Sample Poems by Jerry Roscoe


Letters

If all the poems in the mail at any one time flew off
In a flock, would the earth become heavier or lighter?
And the ensuing V, would it remind me of Peggy Demos,
The V of her at my neck, chicken fights, coed swim, Friday nights
At the Y? She, of any of us, knew where she was headed:
Valedictorian, Vassar. And if said flocking verse
Disappeared, would we await its return each spring
Like turkey buzzards to Hinkley, Ohio? At the reunion
Peggy introduced me to her husband, a novelist.
She'd chosen chapter over verse; life as a series
Of destinations & arrivals, if fictional, with Peggy,
The best of us at the wheel, while in another car I'd tumbled
Into the backseat looking out the wrong windshield following a V
In the sky wheeling, feeling gain & loss & between them, connection.



S-E-X

There would be a certain logic to it:
Having run out of letters, out of fluent conversation,
The zzzz of the long zipper in the back of a dress,
Then the white slip like tissue paper around the gift.
So you were left with the armature of a brassiere
To be uncoupled, snaps & a girdle wriggled
Out of while up top doing something
To increase the inclination.
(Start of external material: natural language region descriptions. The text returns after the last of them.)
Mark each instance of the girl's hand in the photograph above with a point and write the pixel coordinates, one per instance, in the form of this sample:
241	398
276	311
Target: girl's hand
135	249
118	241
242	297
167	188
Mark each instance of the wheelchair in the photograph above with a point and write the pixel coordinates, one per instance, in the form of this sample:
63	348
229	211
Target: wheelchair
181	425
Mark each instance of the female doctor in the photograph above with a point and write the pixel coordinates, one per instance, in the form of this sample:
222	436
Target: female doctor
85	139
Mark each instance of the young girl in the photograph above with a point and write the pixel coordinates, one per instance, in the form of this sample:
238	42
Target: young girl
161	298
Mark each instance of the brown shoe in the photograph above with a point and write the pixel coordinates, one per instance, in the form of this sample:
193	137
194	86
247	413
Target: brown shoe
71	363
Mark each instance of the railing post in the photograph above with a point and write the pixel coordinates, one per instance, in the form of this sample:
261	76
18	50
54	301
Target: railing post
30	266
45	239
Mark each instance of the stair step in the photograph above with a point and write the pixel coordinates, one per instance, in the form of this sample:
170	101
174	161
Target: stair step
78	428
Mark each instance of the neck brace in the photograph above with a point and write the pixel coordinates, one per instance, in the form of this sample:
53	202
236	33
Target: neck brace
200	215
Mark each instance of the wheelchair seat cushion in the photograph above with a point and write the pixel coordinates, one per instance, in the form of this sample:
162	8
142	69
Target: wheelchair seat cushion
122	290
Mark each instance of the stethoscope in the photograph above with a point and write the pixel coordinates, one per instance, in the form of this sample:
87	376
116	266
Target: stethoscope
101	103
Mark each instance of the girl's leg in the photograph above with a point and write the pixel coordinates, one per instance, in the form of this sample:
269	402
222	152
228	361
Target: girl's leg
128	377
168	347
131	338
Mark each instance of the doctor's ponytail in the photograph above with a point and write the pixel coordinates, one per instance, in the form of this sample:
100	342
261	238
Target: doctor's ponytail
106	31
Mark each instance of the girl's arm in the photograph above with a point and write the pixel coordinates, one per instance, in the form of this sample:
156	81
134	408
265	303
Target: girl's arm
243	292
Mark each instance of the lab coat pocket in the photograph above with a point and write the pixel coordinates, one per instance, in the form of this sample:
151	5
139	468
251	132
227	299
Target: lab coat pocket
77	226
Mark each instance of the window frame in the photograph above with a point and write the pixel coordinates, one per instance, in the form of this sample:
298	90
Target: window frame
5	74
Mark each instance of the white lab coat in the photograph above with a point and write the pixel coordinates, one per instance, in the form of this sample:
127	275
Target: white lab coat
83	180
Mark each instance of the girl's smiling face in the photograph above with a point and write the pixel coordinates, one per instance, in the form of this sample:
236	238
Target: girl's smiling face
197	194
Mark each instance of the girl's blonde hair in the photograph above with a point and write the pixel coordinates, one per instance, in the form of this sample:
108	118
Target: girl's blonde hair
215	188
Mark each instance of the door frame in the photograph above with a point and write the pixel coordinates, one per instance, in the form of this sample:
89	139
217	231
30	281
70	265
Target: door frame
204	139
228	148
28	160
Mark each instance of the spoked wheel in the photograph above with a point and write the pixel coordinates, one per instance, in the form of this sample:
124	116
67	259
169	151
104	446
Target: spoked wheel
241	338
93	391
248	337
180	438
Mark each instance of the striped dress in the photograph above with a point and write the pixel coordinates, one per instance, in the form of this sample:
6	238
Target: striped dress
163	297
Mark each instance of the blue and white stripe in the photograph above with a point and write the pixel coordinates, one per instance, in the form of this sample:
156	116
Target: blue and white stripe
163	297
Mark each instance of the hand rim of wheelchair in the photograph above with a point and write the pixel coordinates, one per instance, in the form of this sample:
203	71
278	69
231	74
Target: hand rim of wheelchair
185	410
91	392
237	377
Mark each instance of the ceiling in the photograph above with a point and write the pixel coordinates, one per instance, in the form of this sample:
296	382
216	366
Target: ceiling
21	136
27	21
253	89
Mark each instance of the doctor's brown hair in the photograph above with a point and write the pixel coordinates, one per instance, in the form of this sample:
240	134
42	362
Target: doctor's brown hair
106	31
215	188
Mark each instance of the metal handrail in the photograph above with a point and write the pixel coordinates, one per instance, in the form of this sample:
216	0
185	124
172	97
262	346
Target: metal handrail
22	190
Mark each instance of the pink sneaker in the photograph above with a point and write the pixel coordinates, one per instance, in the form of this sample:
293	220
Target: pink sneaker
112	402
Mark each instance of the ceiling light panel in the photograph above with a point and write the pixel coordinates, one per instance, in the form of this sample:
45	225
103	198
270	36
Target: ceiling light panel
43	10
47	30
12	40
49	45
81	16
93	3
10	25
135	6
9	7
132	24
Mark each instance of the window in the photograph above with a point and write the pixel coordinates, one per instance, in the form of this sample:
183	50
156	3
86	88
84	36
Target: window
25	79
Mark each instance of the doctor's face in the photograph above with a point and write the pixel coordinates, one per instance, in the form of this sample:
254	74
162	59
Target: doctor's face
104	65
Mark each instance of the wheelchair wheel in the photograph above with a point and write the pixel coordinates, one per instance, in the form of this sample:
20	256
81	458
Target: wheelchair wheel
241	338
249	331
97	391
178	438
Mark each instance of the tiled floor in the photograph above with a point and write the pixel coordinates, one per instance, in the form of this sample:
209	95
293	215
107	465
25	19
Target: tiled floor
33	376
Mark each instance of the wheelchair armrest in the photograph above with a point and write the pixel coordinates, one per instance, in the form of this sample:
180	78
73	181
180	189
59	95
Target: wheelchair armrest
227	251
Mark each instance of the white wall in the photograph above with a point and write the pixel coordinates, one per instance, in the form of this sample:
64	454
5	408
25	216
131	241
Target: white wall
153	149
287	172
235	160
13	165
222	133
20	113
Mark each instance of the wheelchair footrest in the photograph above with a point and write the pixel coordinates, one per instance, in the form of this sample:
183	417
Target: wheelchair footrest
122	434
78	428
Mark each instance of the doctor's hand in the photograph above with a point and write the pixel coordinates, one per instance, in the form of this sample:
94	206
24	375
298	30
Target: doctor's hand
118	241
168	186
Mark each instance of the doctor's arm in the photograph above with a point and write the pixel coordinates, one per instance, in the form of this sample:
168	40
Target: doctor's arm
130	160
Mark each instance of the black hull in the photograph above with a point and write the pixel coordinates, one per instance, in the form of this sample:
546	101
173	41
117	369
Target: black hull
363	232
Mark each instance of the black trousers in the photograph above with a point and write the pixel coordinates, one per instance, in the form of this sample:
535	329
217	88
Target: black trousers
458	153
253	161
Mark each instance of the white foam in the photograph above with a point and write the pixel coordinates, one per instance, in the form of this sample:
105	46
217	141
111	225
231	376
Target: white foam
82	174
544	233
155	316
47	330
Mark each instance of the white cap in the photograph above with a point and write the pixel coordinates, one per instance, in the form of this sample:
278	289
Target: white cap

Of course there'd be nylons
Peeled--heels, we assume, kicked off--
Panties, either sophisticated silky or homespun cotton
& you're free, bare, ready for the journey,
In fact, halfway there. In our moment, however,
Rather than impose incremental sense, we're without
Local stops to visit, expressly, in the present tense.


Bee


Our neighbor had a pear tree, which along with
Tomato plants in several old men's gardens,
Was the only agriculture in a poor polluted neighborhood.
But he'd pick the fruit while it was still hard
So we wouldn't get any, leave it to ripen & rot
In his cellar. Down there on a dare,
I had I think what they used to call a vision,
Feeling myself grown physically sick in the ripening
Sweet scent, seeing them, in separate wooden baskets,
Loosening their dark skins. Overhead was a single
Bee--the mind, I knew. One mind (sort of like
The internet.) You couldn't escape the fact
In a cave in Tora Bora, or in a recessed factory town
In northwestern Connecticut, even in an age of innocence.


The Unexamined Life

"The unexamined life is not worth living," said Socrates in Greek
& he took the poison. His view was echoed in a couple millennia
By Thoreau, who practically invented political correctness,
Borrowing Bronson Alcott's ax & setting out into the woods.
So I moved to the suburbs & am holed up in my basement
Rec room writing when I'm not killing spiders, silverfish
& those lobster-like creatures which remind us we're at
The bottom of a vast ocean of air, waging war on insects
Who will eventually win, experts predict, given their superior
Organization. They're team players like the Yankees,
While we're a collection of free agents after the fat contracts.
Which of us would sacrifice, dive on the explosives like the late
Steve McQueen at the end of "Hell is for Heroes," featuring
Bob Newhart in a serious role? I couldn't stop laughing.